10.15.2021 | COVID-19 | Newsletters

Changes in COVID-19 Notice Requirements

For a nice change of pace, the Legislature streamlined the requirements for COVID-19 notices. Amendments to Labor Code section 6409.6, which requires certain notices in the event of a COVID-19 case at the workplace, clean up confusing language in the original statute.

The original statute required that three types of notice be given if you had a COVID-19 case at the workplace: i) of a potential exposure to COVID-19, ii) of COVID-19 benefits the employee may be entitled to, and iii) the employer’s cleaning and disinfection plan. But the description of who was to receive each notice was different for each type of notice, which created confusion.

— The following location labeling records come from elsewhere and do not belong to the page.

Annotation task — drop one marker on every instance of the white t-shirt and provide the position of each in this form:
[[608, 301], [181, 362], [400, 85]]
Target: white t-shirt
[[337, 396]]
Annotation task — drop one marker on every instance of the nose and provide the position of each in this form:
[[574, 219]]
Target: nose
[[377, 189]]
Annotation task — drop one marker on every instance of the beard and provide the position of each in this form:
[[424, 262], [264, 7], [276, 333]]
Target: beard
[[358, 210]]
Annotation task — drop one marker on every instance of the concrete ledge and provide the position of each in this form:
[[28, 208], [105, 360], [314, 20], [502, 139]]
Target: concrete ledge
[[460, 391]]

The new statute provides that all three notices be given to employees “who were on the premises at the same worksite as the qualifying individual within the infectious period,” which clarifies that it is the same group who receives each notice. (There are still notice requirements for the employers of subcontracted employees and employee representatives.)

The amendment also clarifies the definition of “worksite,” by excluding “locations where the worker worked by themselves without exposure to other employees” and remote work locations, such as a worker’s residence.

Finally, the amendment addresses the period in which you must notify the Department of Public Health in the event of an outbreak. The original law required the notice to be given within 48 hours, which was a problem if you learned about the outbreak on a Friday. The amendment provides that the notice be given within 48 hours or one business day, whichever is later. So if you learn of the outbreak on Friday, your deadline to give notice is Monday.

Cal/OSHA’s Emergency Temporary Standards, which I discussed in the Summer Edition of this newsletter, remain in effect. Please be sure you are complying with them, including having the up-to-date COVID-19 Prevention Plan and employee trainings required by those standards. In addition, local orders may apply to your business. For example, although the Cal/OSHA standard does not require vaccinated employees to wear masks indoors, Sacramento County and Yolo County have indoor mask mandates.